Over the weekend, we developed our story and integrated it into the project. In the story stage, guests essentially are presented with a three-act narrative, and advance the plot by picking major or minor. Similar to the other stages in this prototype, they can audition and listen to the two versions before locking in their selection. 

Beginning on Monday (11/23), we had our Softs playthroughs with ETC faculty. Overall, we received mostly positive feedback. We found that guests were able to understood and navigate our prototype trajectory: a) exposure to concept of major/minor in the onboarding stage, b) learning of concept of major/minor in the experiential stage, and c) application of concept of major/minor in the story stage. The musical backgrounds of our guests varied, but we noticed that the guests who were musically naïve and not familiar with major/minor pre-experience, developed an understanding of major/minor post-experience. It was fulfilling because it was further evidence that our desired transformation – awareness of major/minor and curiosity to learn more – is occurring for our target audience.

Before their playthrough, one faculty did not know what major/minor were in music. But post experience, he explained how he was now capable of discerning the differences between major and minor music. He explained how major sounded bright, happy, and joyful, while minor evoked feelings of mystery and tension. He really enjoyed the story stage, and the opportunity to apply his learnings through an interactive narrative. He illustrated how he was able to further learn about major and minor in cinematic contexts, by mapping particular emotional scores to certain actions.
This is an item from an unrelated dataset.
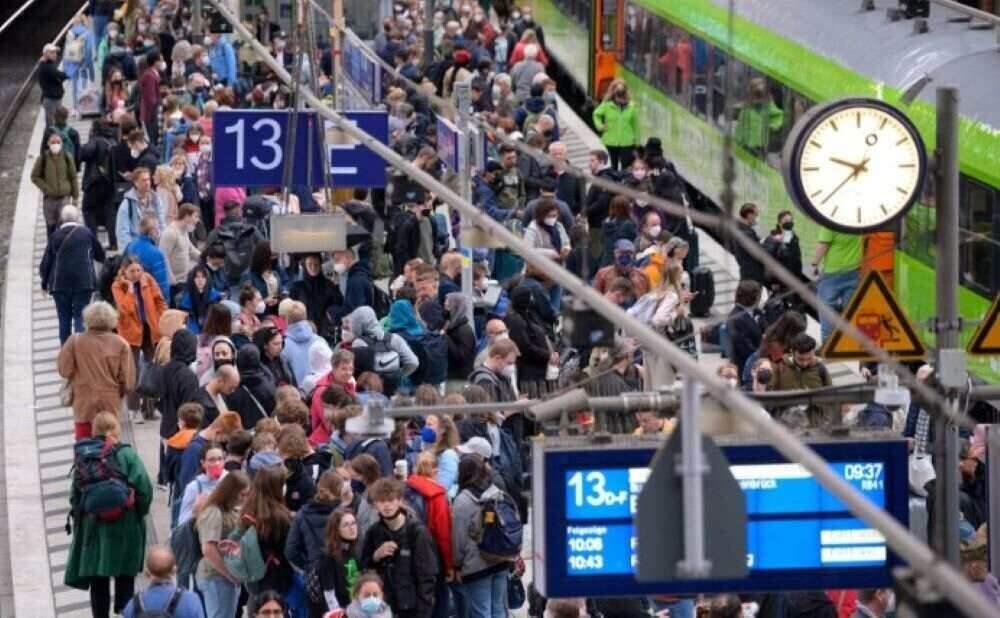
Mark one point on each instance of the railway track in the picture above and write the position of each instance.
(24, 29)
In this prototype, our hope was that we could scaffold guests with visual feedback, i.e. the images in the onboarding and the visualizations in the experiential stage, so that they could have visual channels to further understand major/minor. For instance, major music represents a sun, and minor music represents a blue sandstorm. Then, in the story stage, we can remove the visual scaffolding so that guests are forced to focus purely on the sonic feedback channel  – the act of listening. Some faculty loved that we stripped the visuals back and leveraged the immersion of VR to create a space where guests can focus exclusively on the music and sound. However, other faculty were surprised and felt a little bit punished by the lack of the visuals in the story stage. We received additional feedback, asking us to clarify the role of the guest in the story stage. Are they using music to direct or screenwrite the story? In other words, is music being used to set the emotional tone of the piece, or to change the beats of the piece. Similarly, one faculty expressed the wish to match music to the moment, rather than music to the resolution. Another interesting discovery was that one guest expressed support for following a linear path throughout the story, and enjoyed ‘failure’ as a learning mechanism, while another guest desired less fixed interpretation from the system and a focus more on matching music to the tone of a story. 
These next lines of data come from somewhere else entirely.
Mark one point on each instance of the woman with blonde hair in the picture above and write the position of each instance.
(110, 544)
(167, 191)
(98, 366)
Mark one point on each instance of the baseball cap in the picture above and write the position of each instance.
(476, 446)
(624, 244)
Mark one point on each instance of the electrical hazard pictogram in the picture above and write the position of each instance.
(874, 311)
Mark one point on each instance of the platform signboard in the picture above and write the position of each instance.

During Softs, we gained more evidence that this prototype is achieving our high-level purpose – to foster musical curiosity through the asking of better musical questions. During a playthrough with one faculty, she remarked she didn’t feel like the experience educated her, but rather functioned as a medium to evoke curiosity and appreciation for music. She explained how next time she is at the Symphony, she would ask herself ‘why the music was doing what it was doing.’ This was a fulfilling takeaway for the team.

Faculty asked us what we would do if we were given more time to develop. With this prototype, we explained how we would spend more time adding genres to the experience so that guests could hear major/minor manipulations in different musical contexts. The current prototype has an ostensible Middle Eastern/Dessert atmosphere and setting, so all the music is set in a certain genre and landscape. By expanding the prototype to incorporate diverse environments and music, guests could better understand how major and minor function in different musical contexts. 

In the next week, we will finish our gameplay trailer, write our Post-Mortem and design documentation, and begin preparing for Finals Presentations. We will also iterate to the major/minor prototype by adding a few differenet genres and additional environments for guests to experiment with. Right now, we are set on adding 8-bit, country/folk, and gospel music. Our semester has been a journey most fulfilling, and we look forward to wrapping it on a great note.